In the mean time, awaiting discussion and consensus on a deeper solution, could an edge that does not lead to a specific vertex just have its toVertex set to null?
We currently store the geometry of each street segment twice, once for each direction. The turn-graph vertices at either end of a bidirectional bundle of turn edges could both refer to the same street segment object to avoid duplicating the geometry information.
Taking this a step further, we could keep entire OSM ways intact as objects, with their per-way safety features, names etc. Each street vertex could just contain a reference to a way object, along with a starting node offset and a length in number of nodes - positive for forward and negative for reverse. Split streets could even use non-integer lengths. Length in meters, turn costs, etc could be calculated using data in the way object and cached in the turn vertex. Methods to return street name, facility type-related data, and so on could just delegate to the way object.
If the details of edge lists are hidden (proposal 1), getOutgoing and getIncoming need not always return a static collection of edges. They could build the list on demand, or even return an iterable backed by something other than a collection, over anything implementing the Edge interface. I see this as a more truly general replacement for multi-destination edges. For example, a trip planner integrating real-time arrival information could extend TransitStop, overriding getOutgoing and getIncoming to return an iterator over objects implementing the Edge interface.
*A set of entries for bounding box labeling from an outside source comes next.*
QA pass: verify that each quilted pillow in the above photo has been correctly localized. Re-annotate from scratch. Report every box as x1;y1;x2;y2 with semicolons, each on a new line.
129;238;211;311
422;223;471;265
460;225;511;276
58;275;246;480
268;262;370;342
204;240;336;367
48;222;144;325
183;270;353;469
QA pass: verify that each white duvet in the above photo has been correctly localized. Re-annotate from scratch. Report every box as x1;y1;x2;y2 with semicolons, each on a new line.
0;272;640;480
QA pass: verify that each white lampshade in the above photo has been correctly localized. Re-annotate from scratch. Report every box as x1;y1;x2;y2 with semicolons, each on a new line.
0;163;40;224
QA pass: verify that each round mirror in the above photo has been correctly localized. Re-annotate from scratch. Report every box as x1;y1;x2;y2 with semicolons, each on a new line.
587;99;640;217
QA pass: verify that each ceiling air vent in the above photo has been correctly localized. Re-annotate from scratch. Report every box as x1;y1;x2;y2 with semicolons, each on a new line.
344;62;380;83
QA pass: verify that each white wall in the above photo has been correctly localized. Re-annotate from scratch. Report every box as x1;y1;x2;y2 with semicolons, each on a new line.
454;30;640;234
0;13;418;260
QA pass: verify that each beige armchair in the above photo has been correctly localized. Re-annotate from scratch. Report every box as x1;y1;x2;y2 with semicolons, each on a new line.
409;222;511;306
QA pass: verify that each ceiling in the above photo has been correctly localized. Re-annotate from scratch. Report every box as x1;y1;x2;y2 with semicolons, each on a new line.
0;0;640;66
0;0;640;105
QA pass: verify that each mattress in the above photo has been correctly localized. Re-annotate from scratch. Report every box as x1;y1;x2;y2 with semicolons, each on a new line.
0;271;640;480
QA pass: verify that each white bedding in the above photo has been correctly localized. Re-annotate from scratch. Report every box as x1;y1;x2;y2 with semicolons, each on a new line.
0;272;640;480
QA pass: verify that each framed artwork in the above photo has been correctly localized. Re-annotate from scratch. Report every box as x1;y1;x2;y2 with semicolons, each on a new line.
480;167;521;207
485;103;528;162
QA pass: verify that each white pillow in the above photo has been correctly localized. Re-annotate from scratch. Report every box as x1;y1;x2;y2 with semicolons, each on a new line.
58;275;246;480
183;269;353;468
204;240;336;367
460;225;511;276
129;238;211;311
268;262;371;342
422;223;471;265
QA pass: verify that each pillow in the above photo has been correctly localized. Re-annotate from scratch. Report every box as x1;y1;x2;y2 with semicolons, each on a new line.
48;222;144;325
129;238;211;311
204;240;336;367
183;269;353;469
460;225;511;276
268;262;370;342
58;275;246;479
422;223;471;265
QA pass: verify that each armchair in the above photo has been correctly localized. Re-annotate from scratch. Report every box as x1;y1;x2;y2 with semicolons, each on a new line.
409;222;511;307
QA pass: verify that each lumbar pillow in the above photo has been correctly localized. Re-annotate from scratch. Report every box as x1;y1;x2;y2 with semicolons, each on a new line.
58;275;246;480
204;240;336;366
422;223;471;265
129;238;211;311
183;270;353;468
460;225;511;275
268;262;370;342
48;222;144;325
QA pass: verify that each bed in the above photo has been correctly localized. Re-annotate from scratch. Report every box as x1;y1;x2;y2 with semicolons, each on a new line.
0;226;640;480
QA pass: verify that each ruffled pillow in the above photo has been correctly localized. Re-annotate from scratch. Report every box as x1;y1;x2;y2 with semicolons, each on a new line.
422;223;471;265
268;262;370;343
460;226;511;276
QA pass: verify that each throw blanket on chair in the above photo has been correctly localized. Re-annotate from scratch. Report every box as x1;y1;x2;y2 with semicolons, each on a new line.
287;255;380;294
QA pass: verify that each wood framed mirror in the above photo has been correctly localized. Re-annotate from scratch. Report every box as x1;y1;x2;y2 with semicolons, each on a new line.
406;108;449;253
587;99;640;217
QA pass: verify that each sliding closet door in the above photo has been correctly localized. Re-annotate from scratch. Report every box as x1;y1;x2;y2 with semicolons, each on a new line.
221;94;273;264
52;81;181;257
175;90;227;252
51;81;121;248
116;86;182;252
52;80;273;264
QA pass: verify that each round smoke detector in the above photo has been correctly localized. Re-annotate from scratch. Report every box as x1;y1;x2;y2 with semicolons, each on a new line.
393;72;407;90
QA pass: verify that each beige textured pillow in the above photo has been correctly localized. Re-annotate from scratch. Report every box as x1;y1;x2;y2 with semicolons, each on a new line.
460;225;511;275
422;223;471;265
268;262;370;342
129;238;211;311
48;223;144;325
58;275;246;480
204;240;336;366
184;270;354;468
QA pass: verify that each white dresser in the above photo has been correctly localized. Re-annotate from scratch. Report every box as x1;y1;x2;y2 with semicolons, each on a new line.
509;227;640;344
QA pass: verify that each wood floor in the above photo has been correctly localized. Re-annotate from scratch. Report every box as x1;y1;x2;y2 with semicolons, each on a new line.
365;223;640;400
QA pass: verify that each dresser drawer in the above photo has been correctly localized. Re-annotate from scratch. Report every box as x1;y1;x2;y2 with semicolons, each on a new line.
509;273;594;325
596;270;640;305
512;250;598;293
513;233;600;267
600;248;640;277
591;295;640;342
Taking proposal 6 one step further, note that a particular type of vertex often has only specific types of edges leading out of it. For example, turn vertices' edge lists could contain only turn edges, leading to other turn vertices. A given turn vertex might have 3 outgoing edges to 3 other turn vertices, all of which pass through the same street segment. If the turn vertex had a list of all adjacent turn vertices and turn restriction information, and a reference to the street segment it was positioned on, it could directly (without referencing any intervening edge objects) produce states for all adjacent vertices by traversing the street segment once, then starting from that single (temporary) result state, traversing all three of the (implicit) turns onto adjacent streets. Encapsulating the traversal mechanism allows it to be tailored to a given vertex/edge class. Often it would not even be necessary to store and reference edge objects.
As another example, consider transit stop pattern vertices. They always have one edge to the next pattern vertex, and one alight edge to an offboard stop. If pattern stop vertices had fields for the corresponding offboard stop and the next pattern stop, the actual edge objects would not even be necessary.
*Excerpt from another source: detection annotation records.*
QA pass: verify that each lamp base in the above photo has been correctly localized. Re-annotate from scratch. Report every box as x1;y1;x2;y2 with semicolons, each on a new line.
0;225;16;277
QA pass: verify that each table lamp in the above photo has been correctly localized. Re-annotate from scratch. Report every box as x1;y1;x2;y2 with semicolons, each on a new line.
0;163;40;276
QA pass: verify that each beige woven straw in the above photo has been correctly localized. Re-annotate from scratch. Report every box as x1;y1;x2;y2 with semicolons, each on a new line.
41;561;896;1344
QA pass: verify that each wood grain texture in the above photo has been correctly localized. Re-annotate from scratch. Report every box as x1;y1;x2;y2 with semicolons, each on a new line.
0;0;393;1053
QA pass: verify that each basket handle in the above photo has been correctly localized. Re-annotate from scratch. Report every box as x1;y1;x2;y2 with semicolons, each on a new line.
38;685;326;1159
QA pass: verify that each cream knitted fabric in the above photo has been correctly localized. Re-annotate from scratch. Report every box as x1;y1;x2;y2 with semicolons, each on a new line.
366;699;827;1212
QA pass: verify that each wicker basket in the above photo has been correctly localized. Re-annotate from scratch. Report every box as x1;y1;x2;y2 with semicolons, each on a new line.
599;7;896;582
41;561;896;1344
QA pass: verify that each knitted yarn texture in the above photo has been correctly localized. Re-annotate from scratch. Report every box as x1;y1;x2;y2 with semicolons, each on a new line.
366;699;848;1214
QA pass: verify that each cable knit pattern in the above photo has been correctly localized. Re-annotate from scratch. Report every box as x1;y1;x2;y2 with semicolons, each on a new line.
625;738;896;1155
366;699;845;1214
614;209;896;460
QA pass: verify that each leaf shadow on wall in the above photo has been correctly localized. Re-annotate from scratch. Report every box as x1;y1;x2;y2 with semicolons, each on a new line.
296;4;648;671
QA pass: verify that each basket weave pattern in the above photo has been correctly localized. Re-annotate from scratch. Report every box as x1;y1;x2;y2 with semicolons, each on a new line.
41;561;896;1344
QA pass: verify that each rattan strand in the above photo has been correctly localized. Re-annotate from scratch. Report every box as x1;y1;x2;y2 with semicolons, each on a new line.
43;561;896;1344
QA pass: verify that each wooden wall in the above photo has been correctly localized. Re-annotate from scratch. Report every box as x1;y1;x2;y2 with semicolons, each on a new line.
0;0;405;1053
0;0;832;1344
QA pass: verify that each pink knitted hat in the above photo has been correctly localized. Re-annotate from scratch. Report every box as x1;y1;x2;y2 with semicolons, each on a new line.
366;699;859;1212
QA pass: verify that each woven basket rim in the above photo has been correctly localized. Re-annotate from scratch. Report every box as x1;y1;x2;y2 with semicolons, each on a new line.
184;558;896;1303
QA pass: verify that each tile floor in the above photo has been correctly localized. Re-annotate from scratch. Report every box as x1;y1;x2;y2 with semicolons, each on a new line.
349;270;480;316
We could of course keep explicit edges around for the general case, but they would be hidden from the routing algorithms. The basic vertex class would still keep a list of its outgoing edges and have a method to return an iterable over the results of traversing them all. Other implementations with implicit edges would implement that method differently.
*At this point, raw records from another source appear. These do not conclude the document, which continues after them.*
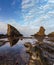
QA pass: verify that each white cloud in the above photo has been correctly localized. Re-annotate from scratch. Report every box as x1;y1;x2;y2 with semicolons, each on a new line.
48;0;54;3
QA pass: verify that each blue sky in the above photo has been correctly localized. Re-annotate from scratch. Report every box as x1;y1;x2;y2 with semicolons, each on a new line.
0;0;54;35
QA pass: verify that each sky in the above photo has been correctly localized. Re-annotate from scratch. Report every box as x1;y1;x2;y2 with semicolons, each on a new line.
0;0;54;35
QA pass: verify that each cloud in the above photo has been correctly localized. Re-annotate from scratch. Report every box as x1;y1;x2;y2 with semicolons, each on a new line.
11;0;16;5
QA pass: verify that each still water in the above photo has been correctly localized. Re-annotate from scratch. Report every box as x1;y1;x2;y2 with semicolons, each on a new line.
0;39;54;65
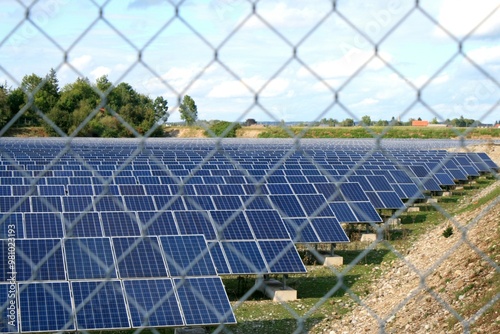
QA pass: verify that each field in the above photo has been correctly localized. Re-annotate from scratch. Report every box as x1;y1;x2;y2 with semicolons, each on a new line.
3;127;500;334
7;126;500;140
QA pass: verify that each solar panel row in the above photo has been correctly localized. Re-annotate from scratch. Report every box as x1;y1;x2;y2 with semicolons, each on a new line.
0;139;498;332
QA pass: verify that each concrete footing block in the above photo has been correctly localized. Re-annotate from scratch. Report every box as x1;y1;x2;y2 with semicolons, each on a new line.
259;279;297;302
361;233;377;242
387;218;401;227
323;255;344;267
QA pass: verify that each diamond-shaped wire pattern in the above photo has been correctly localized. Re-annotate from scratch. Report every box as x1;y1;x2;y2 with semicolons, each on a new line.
0;0;500;333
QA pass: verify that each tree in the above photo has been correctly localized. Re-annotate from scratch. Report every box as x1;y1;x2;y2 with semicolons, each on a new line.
361;115;372;126
0;85;12;130
341;118;354;126
179;95;198;125
205;121;241;138
153;96;170;124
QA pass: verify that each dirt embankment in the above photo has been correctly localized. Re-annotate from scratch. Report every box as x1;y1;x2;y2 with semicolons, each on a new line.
312;145;500;334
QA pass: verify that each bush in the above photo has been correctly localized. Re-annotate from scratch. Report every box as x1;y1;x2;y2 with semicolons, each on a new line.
443;226;453;238
205;121;241;138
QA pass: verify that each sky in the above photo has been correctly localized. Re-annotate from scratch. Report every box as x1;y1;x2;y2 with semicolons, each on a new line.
0;0;500;123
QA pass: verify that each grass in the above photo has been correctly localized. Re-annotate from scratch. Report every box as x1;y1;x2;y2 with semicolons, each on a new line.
259;126;500;139
224;179;500;334
98;179;500;334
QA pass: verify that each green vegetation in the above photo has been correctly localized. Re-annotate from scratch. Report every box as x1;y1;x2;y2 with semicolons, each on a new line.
259;126;500;139
217;178;500;334
205;121;241;138
179;95;198;125
0;70;168;137
443;226;453;238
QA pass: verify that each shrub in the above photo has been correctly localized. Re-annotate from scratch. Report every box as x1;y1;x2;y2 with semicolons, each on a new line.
205;121;241;138
443;226;453;238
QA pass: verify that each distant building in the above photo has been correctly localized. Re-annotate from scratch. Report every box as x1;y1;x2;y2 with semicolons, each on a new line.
245;118;257;126
411;121;429;126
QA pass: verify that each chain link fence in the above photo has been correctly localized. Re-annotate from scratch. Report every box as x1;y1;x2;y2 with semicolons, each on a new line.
0;0;500;333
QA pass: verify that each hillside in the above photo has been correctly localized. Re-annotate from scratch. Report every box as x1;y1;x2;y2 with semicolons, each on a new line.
312;145;500;334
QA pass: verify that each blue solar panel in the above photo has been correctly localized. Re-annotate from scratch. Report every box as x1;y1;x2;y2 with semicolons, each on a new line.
94;185;120;196
160;235;216;276
222;241;268;274
123;196;156;211
311;218;349;243
94;196;125;211
62;196;94;212
184;196;215;210
245;210;290;239
174;211;216;240
269;195;306;218
71;281;130;330
348;202;382;223
18;282;75;332
212;195;243;210
194;184;220;195
366;191;384;209
123;279;185;327
30;196;63;212
174;277;236;326
259;240;306;274
24;212;63;238
219;184;245;195
63;212;103;238
366;175;393;191
377;191;405;209
266;183;293;195
330;202;358;223
144;184;171;195
112;237;168;278
38;185;66;196
0;213;24;239
241;196;273;210
118;184;146;196
339;182;368;202
68;185;94;196
0;284;19;333
64;238;117;279
283;218;320;243
153;195;186;211
210;210;254;240
434;173;455;186
297;194;334;217
101;211;140;237
0;186;12;196
14;239;66;281
398;183;424;199
0;196;31;212
208;242;231;275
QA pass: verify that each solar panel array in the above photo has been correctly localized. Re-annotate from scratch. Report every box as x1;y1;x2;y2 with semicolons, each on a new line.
0;139;498;332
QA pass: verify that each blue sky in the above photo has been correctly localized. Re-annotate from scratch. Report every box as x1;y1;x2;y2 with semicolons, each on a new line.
0;0;500;123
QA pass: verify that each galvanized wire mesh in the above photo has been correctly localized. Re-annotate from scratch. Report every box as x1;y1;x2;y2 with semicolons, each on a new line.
0;0;500;332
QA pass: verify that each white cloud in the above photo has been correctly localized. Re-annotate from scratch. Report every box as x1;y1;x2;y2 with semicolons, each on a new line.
207;77;289;98
436;0;500;37
90;66;111;80
70;55;92;71
466;45;500;65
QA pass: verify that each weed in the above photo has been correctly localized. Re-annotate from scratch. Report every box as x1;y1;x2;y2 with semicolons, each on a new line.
443;226;453;238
So a Vertex instance method traverseOutgoing(State s) would return Iterable. But should traverse really take a State parameter? That allows a contradiction between the initial vertex and the State passed in. Since States contain a reference to both their Vertex and the TraverseOptions that made them, including traversal direction, a new 0-arg instance method State.traverse() could return an Iterator over the results of all single-step transitions in the search space.
Beyond this one concrete change, the possibility I am raising with this proposal is that of moving core OTP toward a more truly object-oriented, message-passing style, rather than an essentially procedural one with a few hidden fields and get/set methods.